26-year-old Benthall had allegedly "controlled and overseen all aspects of Silk Road 2.0" since December 2013, one month after the site launched. From December to February, according to Business Insider, he also worked for private spaceflight company SpaceX. In its complaint, the FBI says that he was found in part because he had supplied his own email address ("") for a Silk Road 2.0 server, and had contacted the server's service provider or accessed invoices without anonymizing software. According to various records, he received a steady Bitcoin income as well, at one point putting down $70,000 in bitcoin as a down payment for a Tesla Model S. He will appear today in federal court, charged with one count of conspiring to commit narcotics trafficking, one count of conspiring to commit computer hacking, one count of conspiring to traffic in fraudulent identification documents, and one count of money laundering conspiracy.

Silk Road 2.0 Seized

According to the FBI, Silk Road 2 had roughly 150,000 active users and had sales of $8 million per month as of September 2014; officials once claimed that nearly a million were registered on the old Silk Road. It was brought down after being infiltrated by an undercover Homeland Security agent, who gained access to administrative functions and regularly interacted with Benthall. If convicted, Benthall faces up to life in prison. He's the second alleged Silk Road operator to be taken down in a drug bust; Ross Ulbricht, who the FBI claims ran the first site under the alias "Dread Pirate Roberts," was arrested and indicted in 2013. More charges have been added since then, and currently, his trial is set to begin in January of 2015.

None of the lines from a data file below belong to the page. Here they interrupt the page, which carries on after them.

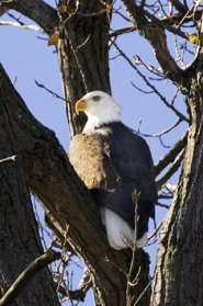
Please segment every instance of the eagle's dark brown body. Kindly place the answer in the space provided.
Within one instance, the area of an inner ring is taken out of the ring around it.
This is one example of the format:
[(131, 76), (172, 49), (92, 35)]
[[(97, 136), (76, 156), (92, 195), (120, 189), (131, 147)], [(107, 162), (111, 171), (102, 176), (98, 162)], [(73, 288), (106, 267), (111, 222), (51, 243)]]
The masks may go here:
[(155, 217), (157, 189), (146, 141), (121, 122), (103, 124), (89, 135), (76, 135), (70, 143), (70, 162), (92, 191), (95, 203), (108, 206), (134, 228), (135, 203), (139, 192), (137, 238)]

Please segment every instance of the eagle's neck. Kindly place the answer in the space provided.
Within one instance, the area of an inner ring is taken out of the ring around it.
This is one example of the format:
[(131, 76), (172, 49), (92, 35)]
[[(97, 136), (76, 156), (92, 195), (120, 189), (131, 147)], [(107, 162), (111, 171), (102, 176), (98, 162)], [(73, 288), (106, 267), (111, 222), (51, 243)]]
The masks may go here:
[(88, 117), (88, 122), (84, 125), (82, 133), (92, 134), (95, 132), (95, 129), (102, 127), (103, 125), (111, 124), (113, 122), (120, 122), (120, 114), (115, 114), (115, 115), (111, 114), (111, 116), (108, 116), (108, 114), (105, 114), (103, 118), (97, 115), (91, 115)]

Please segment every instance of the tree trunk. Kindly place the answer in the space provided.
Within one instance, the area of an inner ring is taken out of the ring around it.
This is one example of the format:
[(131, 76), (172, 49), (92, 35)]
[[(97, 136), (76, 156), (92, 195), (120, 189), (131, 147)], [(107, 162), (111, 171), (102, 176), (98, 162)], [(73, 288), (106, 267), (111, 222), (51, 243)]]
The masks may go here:
[[(8, 114), (7, 105), (0, 103), (0, 159), (16, 154), (18, 139)], [(42, 252), (22, 160), (18, 156), (16, 161), (0, 163), (0, 296)], [(12, 305), (59, 305), (47, 268), (32, 280)]]
[(154, 306), (203, 305), (202, 67), (196, 71), (185, 77), (191, 126), (176, 199), (161, 227), (151, 297)]

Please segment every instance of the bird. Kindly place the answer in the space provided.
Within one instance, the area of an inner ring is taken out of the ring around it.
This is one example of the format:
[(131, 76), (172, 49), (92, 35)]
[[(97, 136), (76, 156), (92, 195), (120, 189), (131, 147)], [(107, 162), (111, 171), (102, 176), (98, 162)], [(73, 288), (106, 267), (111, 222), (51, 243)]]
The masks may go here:
[(110, 246), (116, 250), (134, 241), (147, 246), (157, 186), (146, 140), (122, 123), (121, 106), (106, 92), (88, 92), (76, 102), (75, 111), (84, 112), (88, 121), (82, 133), (70, 140), (69, 160), (91, 191)]

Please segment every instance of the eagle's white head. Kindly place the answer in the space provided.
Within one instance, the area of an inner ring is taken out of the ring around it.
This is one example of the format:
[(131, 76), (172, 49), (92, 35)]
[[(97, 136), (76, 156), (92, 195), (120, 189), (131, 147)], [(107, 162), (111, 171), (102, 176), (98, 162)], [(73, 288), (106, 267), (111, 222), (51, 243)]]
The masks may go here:
[(88, 122), (83, 128), (84, 133), (121, 118), (121, 106), (111, 95), (100, 90), (83, 95), (76, 102), (75, 110), (77, 114), (82, 111), (88, 116)]

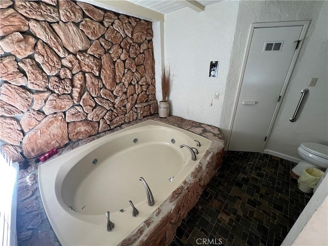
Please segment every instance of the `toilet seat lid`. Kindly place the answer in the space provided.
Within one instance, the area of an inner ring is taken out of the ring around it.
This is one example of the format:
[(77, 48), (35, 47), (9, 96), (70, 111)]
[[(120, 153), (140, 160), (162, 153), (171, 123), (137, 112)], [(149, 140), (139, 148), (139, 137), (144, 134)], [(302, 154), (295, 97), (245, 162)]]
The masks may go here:
[(328, 146), (315, 144), (314, 142), (303, 142), (301, 148), (314, 155), (325, 159), (328, 159)]

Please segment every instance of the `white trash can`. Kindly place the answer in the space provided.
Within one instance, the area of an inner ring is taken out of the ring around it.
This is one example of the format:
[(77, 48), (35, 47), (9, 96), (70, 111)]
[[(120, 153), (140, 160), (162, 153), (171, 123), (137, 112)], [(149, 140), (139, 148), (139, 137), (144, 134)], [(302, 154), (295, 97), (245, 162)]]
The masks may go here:
[(297, 180), (298, 189), (305, 193), (311, 193), (324, 173), (315, 168), (305, 168)]

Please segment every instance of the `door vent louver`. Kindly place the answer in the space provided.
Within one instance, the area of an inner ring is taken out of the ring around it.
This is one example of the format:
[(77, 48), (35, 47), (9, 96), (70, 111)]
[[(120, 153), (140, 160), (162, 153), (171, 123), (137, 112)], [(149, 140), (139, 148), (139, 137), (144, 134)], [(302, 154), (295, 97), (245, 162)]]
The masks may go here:
[(281, 51), (283, 41), (266, 42), (264, 43), (264, 51)]

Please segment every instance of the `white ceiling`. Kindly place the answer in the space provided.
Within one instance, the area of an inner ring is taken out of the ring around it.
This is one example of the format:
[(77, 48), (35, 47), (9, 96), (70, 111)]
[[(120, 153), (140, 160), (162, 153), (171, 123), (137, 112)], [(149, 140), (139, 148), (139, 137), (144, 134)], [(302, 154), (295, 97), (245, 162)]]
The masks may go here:
[[(147, 8), (162, 14), (167, 14), (170, 12), (177, 10), (186, 7), (192, 7), (195, 9), (195, 7), (198, 8), (200, 4), (203, 7), (206, 7), (211, 4), (216, 4), (221, 2), (219, 0), (198, 0), (186, 1), (186, 0), (128, 0), (134, 4)], [(201, 11), (198, 9), (197, 11)]]

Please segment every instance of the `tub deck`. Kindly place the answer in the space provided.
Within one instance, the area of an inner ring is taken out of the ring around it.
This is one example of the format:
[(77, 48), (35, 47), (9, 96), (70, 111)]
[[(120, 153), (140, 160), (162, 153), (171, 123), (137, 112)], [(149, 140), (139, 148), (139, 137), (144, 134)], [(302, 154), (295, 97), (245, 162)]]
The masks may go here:
[[(161, 118), (157, 115), (153, 115), (69, 145), (59, 150), (58, 153), (61, 154), (103, 136), (149, 119), (168, 124), (199, 134), (212, 140), (212, 145), (210, 153), (208, 153), (204, 163), (203, 163), (203, 166), (206, 166), (207, 170), (202, 171), (201, 166), (197, 166), (191, 174), (191, 177), (195, 178), (196, 182), (192, 183), (189, 182), (190, 180), (184, 182), (168, 199), (167, 202), (170, 206), (174, 205), (178, 201), (182, 204), (187, 204), (187, 206), (183, 211), (178, 212), (172, 210), (171, 213), (166, 212), (165, 208), (168, 206), (168, 204), (163, 204), (163, 207), (159, 208), (144, 224), (137, 228), (135, 232), (126, 238), (121, 245), (129, 245), (135, 241), (136, 245), (145, 243), (147, 245), (167, 244), (169, 241), (166, 241), (165, 240), (163, 241), (160, 239), (161, 229), (163, 231), (169, 231), (172, 234), (169, 236), (167, 235), (167, 240), (170, 240), (173, 238), (175, 229), (180, 223), (179, 221), (195, 203), (198, 199), (197, 196), (201, 194), (202, 189), (212, 177), (211, 174), (213, 174), (214, 173), (213, 170), (217, 169), (221, 164), (220, 159), (223, 154), (224, 141), (220, 130), (215, 127), (176, 116), (171, 116), (167, 118)], [(212, 162), (212, 165), (210, 165)], [(32, 161), (30, 167), (27, 170), (20, 170), (19, 173), (17, 219), (18, 245), (60, 245), (49, 223), (41, 201), (37, 183), (38, 164), (40, 163), (35, 163)], [(193, 183), (197, 185), (193, 186)], [(184, 193), (190, 191), (193, 191), (192, 196), (186, 196), (184, 194)], [(162, 225), (161, 227), (156, 226), (157, 224), (154, 221), (157, 219), (160, 219), (166, 224), (171, 224), (173, 222), (174, 227), (167, 228)], [(154, 234), (158, 236), (148, 236)], [(142, 236), (140, 237), (141, 234)], [(136, 240), (136, 238), (138, 239)]]

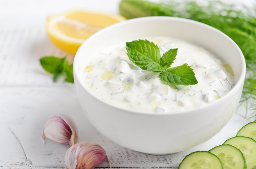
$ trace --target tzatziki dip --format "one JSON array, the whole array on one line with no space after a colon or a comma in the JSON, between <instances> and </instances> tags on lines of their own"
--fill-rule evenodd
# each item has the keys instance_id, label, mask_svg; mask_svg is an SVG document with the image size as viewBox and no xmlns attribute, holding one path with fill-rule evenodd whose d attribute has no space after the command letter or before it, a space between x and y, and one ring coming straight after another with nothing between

Authorities have been aware of Silk Road 2 since the beginning, and its shutdown occurred precisely one year after it began; on Reddit, some users briefly speculated that the seizure was simply site maintenance or a denial of service attack. The service had apparently been hacked in February, losing $2.7 million in bitcoin. While the Silk Road name was once synonymous with online drug markets, the first site's shutdown launched a plethora of imitators, making Silk Road 2 merely one of many options. According to the FBI, the site had 13,000 drug listings as of late October.

Update November 6th, 3:20pm ET: Updated with details from Benthall complaint.